绷紧如弓弦的肩线,在无人察觉的瞬间,微微下沉了毫厘。紧抿的、带着一丝血迹的唇角,那凌厉的线条也悄然柔和了一分。一直萦绕在她周身、如同实质般的刺骨寒意,在这一刻,仿佛也随着她无声的吐纳,悄然收敛了几分锋芒。
蜀道林体内那毁灭性的崩溃趋势被强行遏制,那层薄冰般的封印和微弱却倔强的新生暖流,如同黑暗冰原上燃起的第一簇火苗,虽微小,却带来了生的希望。他依旧重伤濒死,经脉如同布满裂痕的琉璃,丹田如同勉强粘合的破碗,任何剧烈的冲击都可能再次将其彻底粉碎。但至少,那不断滑向死亡深渊的下坠之势,被硬生生地拽住了。
凌海青缓缓收回探查的灵力,指尖的冰凉似乎也带上了一丝不易察觉的暖意。她依旧沉默,清冷的目光落在蜀道林惨白却不再死气弥漫的脸上,落在他身前那滩散发着不祥气息的紫黑淤血上,又缓缓移向远处凌绝峰血遁消失的方向。那方向残留的污秽邪气,如同毒蛇般盘踞在感知边缘。

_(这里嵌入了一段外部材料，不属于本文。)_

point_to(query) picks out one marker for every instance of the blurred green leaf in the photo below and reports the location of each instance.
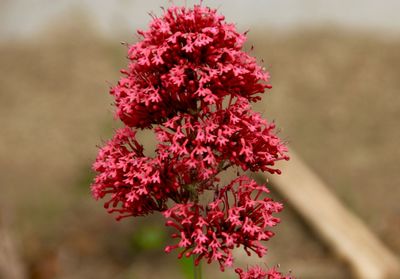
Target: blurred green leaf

她没说话,只是将搭在蜀道林腕脉上的手并未移开,反而更加稳固。一股精纯、平缓、带着冰雪初融般温和生机的灵力,如同涓涓细流,持续不断地注入他枯竭的经脉,小心翼翼地加固着那些脆弱的冰膜,引导着那微弱的新生暖流,温养着那些布满裂痕的“朽木”。她的脸色依旧苍白,眉宇间带着大战后的疲惫和强行压制邪气反噬的隐忍,但那双冰湖般的眼眸深处,那层最凛冽的寒霜之下,终于有了一丝属于活人的温度——那是确认前者暂时脱离死境后,无声的、沉重的慰藉。
山风吹过,卷起焦土上的灰烬和枯叶。月光移动,终于有一缕清辉,穿透了虬结松枝的阴影,恰好落在凌海青紧握着蜀道林手腕的素白手指上,也落在他胸前随着呼吸微弱起伏的衣襟上。那光,清冷依旧,却似乎不再那么刺骨。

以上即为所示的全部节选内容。